Mauer waited for Gomez to circle the bases, then mentioned to him that he might want to be more careful in the future. Gomez—without even bothering to turn around, threw up his arms and, back to his opponent, gave Mauer wiggly fingered jazz hands, indicating that he wanted no part of whatever it was the catcher was trying to convey. (Watch it here.)
All of this for a home run that came while his team was trailing, 15-0.
None of this was even remotely okay. Gomez, however, had some things working in his favor.
Most immediately was the fact that he spent the previous two seasons in Minnesota, which gave the Twins a long taste of his exuberance in such situations. He even paid a visit to the opposing clubhouse before the game, to greet manager Ron Gardenhire and his former teammates.
Because they’d seen his act before, they knew it was not personal. (They also knew that he’d just come off the disabled list, and was especially excited to forge a strong start.)
“Just one of those moments that we know Go-Go can have every once in a while,” said Gardenhire in the Associated Press report. “He was excited, and it just happened.”

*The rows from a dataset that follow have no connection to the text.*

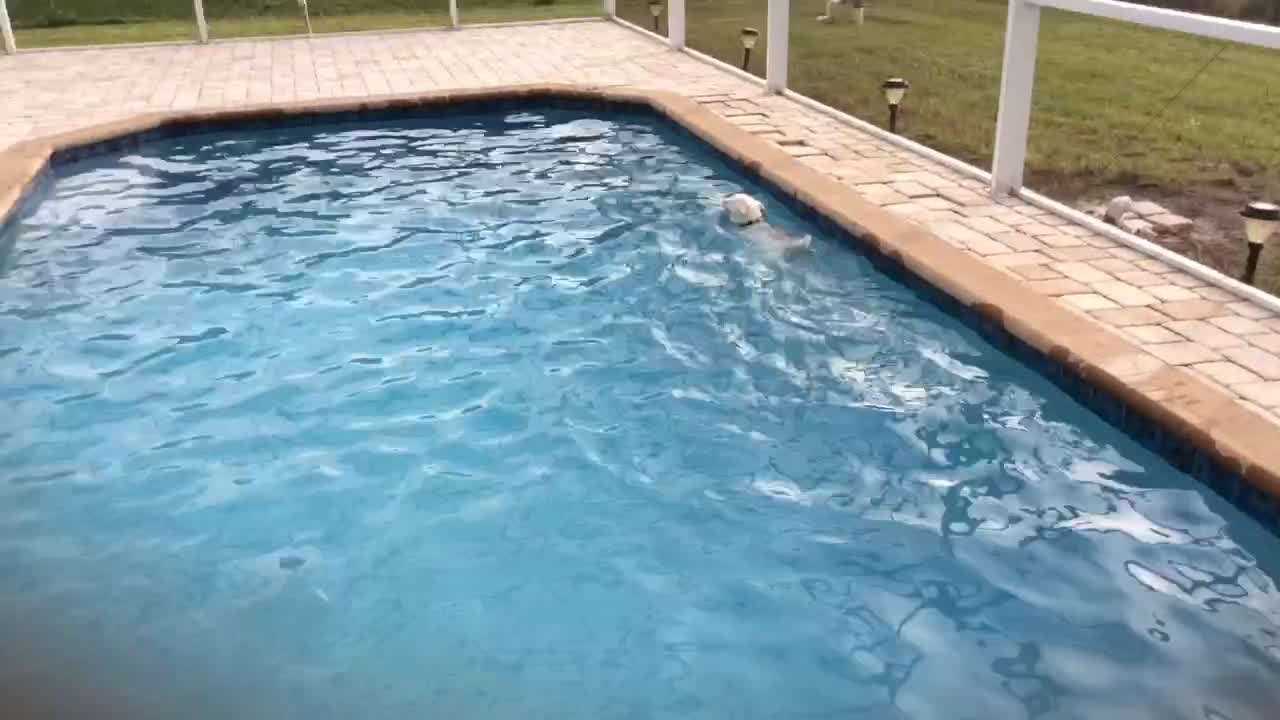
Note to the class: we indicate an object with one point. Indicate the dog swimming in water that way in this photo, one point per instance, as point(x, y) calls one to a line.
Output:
point(748, 213)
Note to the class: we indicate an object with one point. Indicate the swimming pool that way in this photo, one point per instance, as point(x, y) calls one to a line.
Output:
point(494, 417)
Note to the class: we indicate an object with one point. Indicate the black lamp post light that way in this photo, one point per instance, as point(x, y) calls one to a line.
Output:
point(749, 37)
point(1261, 220)
point(895, 90)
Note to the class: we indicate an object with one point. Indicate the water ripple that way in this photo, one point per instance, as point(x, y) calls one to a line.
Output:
point(497, 418)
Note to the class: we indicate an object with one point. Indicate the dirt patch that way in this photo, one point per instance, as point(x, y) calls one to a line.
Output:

“We played with him the last couple years, that’s the type of player he is,” Twins starter Nick Blackburn told MLB.com. “It made me mad, but I shouldn’t be getting mad at stuff like that. I’m sure everyone on his team also knew he shouldn’t have done it, but that’s the type of guy he is. He gets so caught up in the moment.”
Even more importantly, Gomez recognized what he did, nearly as soon as he did it. Upon returning to the dugout, he was informed by teammate Joe Inglett that Mauer was offering words of caution, not talking smack.
Gomez regretted his actions immediately. After the game he offered blanket apologies for his actions.
“I didn’t even know the bat was going to hit him,” he said. “I’ll say again: I didn’t try to do this. . . . I had a good night, but you have to be more professional.”
MLB.com quoted him as saying, “Right now, I feel bad because Blackburn is one of the good friends I’ve got over there. I apologized because I don’t want to try to show him up.”
Gomez also addressed the notion of getting drilled the following day, adding, “I’m going to take it like a man because I know I did [something] bad.”
That might have been enough to get him off the hook; he wasn’t hit by a pitch for the remainder of the series.